There Is No Hyperinflation in Iran — The Real Story Is Much More Interesting_Featured_, Economy Sunday, October 7th, 2012
Contrary to reports, there is no hyperinflation in Iran right now at all.
In fact, the Western sanctions imposed on Iran’s oil trade are failing miserably to meet their objectives.
And a regime collapse – or even, coming short of that, another popular uprising reminiscent of June 2009 – seems further away from Iran than ever.
Meanwhile, the Iranian regime is using the current sanctions imposed against it by the West as a weapon to weaken its own fiercest domestic threat – the educated, relatively pro-Western Iranian constituency that comprises the middle class.
In this way, the economic warfare the West has waged against Iran to weaken the regime is actually amplifying the regime’s control.
Before we get to that, though, we need to take a look at why there is no hyperinflation in Iran – because what is being confused as hyperinflation by outside observers and the press right now is actually the mechanism through which Iranian leaders are tightening their grip on Iranian society.
The Iranian rial plunges
The Iranian rial has been in absolute freefall this week. Below is a chart of the currency up through Wednesday or so, when protests broke out in the money-changing centers and quotes were blacked out on currency trading websites because the plunge in the currency was so bad.
Just weeks ago, less than 25,000 rials could be exchanged for a U.S. dollar. At last check, that number is now close to 35,000:
This chart has led many observers to confuse Iran’s current situation with hyperinflation. The fact is, though, that U.S. dollars aren’t really an essential medium of exchange in the Iranian economy, and Iran still maintains control over the official exchange rate – closer to 12,000 rials per dollar – which dictates most day-to-day transactions.
The Iranian regime is thus able to channel the most pain of the sanctions in whatever direction it chooses, while avoiding any of the ramifications of the sanctions itself.
Dr. Djavad Salehi-Isfahani, a Virginia Tech economist and Brookings Institution fellow whose expertise is the Middle East, told Business Insider that “what the [Iranian] government is trying to do is make sure the targeting of sanctions goes to the rich, so that Iran’s middle class – not the lower class – becomes the victim of Western sanctions.”
The politically-important lower classes – which represent a significant amount of voters – are shielded from devaluation of the dollar because their day to day lives don’t even involve dollars.
Salehi-Isfahani told Business Insider, “The Iranian currency is very worthwhile for poor people. They go to work, they get their daily wage, they go buy their chicken and bread, and they get the same that they got the day before.”
University of Michigan social historian and Middle Eastern affairs expert Dr. Juan Cole agreed, telling Business Insider, “It’s just that you don’t pay for your eggs in Iran in dollars.”

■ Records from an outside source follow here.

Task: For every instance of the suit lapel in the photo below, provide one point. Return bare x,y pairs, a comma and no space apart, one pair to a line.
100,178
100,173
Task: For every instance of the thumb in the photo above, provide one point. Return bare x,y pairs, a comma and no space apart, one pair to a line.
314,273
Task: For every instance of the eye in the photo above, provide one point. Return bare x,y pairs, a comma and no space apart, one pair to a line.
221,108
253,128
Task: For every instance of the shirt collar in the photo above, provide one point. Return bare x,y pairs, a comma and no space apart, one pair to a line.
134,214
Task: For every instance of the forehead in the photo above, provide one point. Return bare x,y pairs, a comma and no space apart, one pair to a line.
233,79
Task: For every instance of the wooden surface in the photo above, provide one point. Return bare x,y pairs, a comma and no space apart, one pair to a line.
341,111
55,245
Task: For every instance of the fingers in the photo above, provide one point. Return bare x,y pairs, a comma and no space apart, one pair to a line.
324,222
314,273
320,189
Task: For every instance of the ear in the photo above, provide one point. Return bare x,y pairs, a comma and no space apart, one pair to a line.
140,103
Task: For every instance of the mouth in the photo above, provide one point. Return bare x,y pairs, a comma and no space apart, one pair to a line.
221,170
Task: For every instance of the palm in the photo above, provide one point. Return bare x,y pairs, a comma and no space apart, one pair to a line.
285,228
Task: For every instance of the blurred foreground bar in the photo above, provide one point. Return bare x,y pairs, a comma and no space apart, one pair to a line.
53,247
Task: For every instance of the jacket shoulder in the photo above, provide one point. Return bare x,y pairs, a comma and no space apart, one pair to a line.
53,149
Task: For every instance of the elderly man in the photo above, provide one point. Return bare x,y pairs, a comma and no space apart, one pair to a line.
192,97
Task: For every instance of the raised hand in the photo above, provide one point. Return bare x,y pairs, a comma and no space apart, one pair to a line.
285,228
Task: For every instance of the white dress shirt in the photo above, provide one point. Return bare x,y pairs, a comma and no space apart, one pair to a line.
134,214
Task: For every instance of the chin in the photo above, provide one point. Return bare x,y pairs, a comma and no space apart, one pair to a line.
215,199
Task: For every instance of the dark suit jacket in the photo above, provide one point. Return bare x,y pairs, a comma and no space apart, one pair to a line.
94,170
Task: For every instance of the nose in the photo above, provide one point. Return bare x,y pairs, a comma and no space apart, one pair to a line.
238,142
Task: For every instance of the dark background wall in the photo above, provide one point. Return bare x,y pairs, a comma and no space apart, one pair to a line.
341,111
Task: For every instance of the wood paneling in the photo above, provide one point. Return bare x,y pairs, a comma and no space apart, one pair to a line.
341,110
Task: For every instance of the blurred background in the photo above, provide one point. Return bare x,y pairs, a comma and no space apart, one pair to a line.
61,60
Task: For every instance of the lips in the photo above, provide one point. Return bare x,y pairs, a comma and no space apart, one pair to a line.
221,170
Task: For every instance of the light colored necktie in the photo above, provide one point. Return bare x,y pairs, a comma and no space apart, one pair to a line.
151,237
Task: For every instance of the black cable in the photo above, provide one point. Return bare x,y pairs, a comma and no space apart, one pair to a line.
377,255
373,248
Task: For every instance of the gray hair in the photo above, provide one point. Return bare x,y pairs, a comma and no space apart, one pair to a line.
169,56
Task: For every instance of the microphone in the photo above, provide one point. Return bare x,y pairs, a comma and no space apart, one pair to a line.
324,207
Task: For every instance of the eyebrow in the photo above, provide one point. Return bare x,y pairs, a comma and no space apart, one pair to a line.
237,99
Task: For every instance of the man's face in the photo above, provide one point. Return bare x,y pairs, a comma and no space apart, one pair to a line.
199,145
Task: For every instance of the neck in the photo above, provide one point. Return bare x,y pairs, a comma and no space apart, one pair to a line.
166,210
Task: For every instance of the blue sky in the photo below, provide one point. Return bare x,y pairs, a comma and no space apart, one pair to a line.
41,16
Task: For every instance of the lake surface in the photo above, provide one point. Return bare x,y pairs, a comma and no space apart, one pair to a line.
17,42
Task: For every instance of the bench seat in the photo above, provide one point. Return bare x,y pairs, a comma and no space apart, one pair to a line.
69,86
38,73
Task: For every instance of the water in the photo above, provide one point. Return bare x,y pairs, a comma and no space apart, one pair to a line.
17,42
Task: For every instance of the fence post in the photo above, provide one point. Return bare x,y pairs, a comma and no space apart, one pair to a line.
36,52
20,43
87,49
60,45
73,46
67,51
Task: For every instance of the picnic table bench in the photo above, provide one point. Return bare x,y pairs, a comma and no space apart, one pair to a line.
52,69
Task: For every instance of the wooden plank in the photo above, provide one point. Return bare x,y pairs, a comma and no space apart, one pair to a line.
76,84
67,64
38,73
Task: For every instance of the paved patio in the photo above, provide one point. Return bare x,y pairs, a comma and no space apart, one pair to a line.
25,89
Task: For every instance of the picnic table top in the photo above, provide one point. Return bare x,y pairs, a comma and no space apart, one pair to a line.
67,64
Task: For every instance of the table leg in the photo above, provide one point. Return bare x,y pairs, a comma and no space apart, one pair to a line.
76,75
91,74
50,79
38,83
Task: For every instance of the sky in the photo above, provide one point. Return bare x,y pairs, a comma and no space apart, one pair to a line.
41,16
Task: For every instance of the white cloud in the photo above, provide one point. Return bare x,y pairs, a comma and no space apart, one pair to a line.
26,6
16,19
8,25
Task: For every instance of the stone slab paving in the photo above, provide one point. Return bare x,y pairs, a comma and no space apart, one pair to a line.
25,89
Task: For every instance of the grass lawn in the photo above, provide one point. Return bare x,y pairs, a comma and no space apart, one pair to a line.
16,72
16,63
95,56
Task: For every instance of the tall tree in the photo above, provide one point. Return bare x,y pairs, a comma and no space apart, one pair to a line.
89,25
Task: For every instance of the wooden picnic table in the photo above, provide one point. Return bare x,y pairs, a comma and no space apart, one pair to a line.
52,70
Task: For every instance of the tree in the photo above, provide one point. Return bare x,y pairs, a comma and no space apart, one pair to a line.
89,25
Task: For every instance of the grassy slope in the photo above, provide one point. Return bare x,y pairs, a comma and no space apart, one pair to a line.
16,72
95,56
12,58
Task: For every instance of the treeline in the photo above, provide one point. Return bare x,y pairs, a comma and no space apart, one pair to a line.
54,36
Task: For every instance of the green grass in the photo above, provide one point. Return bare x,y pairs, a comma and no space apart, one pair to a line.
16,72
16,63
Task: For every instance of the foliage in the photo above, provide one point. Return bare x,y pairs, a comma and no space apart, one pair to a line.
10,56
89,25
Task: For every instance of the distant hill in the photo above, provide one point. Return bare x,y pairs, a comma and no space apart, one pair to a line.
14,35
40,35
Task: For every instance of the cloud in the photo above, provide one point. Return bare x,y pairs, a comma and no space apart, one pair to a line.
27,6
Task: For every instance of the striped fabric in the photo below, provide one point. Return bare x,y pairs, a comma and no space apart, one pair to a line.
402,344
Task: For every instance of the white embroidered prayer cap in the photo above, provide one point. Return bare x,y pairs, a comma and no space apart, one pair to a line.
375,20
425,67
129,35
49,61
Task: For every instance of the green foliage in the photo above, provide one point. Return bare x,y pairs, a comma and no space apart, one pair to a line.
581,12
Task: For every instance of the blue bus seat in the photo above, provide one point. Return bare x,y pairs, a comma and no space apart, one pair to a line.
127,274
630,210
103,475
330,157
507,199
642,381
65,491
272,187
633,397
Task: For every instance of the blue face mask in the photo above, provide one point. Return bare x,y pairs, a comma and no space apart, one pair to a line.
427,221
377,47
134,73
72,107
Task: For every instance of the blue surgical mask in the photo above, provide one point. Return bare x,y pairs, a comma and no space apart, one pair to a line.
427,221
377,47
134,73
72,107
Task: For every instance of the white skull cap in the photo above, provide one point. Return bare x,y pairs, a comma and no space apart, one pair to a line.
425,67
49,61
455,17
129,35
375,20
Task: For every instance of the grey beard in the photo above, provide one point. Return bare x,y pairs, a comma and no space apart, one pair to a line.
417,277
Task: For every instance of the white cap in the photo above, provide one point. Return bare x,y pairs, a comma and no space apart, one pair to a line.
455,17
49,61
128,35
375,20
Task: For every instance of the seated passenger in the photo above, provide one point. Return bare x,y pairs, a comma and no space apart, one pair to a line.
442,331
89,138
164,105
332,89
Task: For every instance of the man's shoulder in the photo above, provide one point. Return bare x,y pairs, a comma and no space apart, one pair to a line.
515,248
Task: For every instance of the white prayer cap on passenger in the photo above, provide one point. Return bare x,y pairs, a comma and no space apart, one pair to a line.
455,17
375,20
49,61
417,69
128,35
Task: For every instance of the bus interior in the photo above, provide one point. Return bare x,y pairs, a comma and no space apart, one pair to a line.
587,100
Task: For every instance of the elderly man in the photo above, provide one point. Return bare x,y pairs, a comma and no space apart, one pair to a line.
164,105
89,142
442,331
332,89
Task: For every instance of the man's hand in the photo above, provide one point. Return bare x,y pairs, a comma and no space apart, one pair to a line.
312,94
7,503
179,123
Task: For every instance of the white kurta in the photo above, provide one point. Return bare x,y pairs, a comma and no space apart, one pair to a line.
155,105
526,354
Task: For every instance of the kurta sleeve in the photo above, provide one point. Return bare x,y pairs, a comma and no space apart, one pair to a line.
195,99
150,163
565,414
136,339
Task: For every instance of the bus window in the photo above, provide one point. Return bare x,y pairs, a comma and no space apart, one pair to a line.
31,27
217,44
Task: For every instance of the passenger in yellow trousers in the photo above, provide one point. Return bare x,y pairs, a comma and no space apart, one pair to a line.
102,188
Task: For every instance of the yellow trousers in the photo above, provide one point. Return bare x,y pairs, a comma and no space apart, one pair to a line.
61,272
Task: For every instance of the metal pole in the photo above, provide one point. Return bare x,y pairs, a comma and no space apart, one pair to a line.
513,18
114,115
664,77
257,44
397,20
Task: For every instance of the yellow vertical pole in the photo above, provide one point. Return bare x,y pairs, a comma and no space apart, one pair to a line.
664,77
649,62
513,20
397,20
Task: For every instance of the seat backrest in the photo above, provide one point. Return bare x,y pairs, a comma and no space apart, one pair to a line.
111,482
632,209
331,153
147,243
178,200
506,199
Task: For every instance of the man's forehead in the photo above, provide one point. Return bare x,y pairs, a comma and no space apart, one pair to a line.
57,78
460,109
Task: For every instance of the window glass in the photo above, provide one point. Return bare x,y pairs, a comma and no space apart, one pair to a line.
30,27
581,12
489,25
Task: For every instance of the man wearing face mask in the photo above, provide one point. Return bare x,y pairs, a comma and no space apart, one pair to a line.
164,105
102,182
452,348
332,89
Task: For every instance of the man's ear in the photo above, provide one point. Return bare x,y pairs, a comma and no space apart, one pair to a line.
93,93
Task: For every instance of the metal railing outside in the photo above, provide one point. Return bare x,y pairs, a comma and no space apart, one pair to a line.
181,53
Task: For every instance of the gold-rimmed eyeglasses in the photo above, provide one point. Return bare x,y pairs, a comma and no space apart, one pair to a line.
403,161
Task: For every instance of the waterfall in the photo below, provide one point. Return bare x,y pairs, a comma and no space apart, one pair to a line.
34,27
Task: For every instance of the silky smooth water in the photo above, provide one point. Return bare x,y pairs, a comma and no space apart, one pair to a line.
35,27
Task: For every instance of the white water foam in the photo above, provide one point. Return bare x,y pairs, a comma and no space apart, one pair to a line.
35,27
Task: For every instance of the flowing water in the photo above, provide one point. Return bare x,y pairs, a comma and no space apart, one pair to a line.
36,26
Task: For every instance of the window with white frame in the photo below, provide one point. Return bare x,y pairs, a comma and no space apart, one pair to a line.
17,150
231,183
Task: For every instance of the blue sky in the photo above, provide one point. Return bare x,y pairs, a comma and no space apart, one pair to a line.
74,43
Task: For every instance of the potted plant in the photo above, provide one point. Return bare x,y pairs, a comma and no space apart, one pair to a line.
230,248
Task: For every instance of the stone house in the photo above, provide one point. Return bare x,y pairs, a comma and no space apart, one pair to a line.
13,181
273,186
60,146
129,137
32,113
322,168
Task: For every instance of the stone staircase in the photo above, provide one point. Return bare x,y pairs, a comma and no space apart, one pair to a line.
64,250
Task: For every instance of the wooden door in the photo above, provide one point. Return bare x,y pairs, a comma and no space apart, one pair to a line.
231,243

To understand why and how the regime is using this dynamic to target and weaken the Iranian middle class, then, we need to review some basics about the Iranian economy.
How Iran’s currency system actually works
The Iranian government, up until the sanctions from the West came into forceful effect in July, was bringing in billions of U.S. dollars by selling oil to Western nations.
The sanctions, which have quashed Iranian oil exports to the West and have effectively frozen Iran out of the international financial system, have stemmed the flow of dollars into the country, but the central bank has whatever reserves it has accumulated from prior oil sales that it hasn’t already pumped into the economy (there is limited visibility on this sort of thing, so the exact amount of dollars the Iranian central bank currently possesses are a bit of an unknown).
Dr. Salehi-Isfahani explained that in other countries, foreign exchange is transacted among traders in open currency markets. In Iran, however, the dollars are supplied to the economy from the government’s oil purse.
What this means is that Iran can effectively value the rial at whatever it wants against the dollar – at least, as long as it still has dollars.
And this is exactly what the regime does. It has the rial on what is called a “multiple exchange rate” system.
This system allows the government to subsidize the prices on certain critical items, like food, keeping them relatively affordable for the politically-important lower classes.
Salehi-Isfahani explained how this works in an article on Thursday:
Iran’s Central Bank has classified a long list of goods into categories with priorities 1 through 10, leaving it to the parallel market to take of all other needs. Priorities 1 and 2 are food and medicine, receiving foreign exchange at the official rate of 12,260 rials per dollar, followed by other categories with lower priorities, which are mostly intermediate goods used in industrial production.
That brings us to the parallel market, where dollars are freely traded based on market rates – this is where the rial has seen its plunge against the dollar in recent weeks.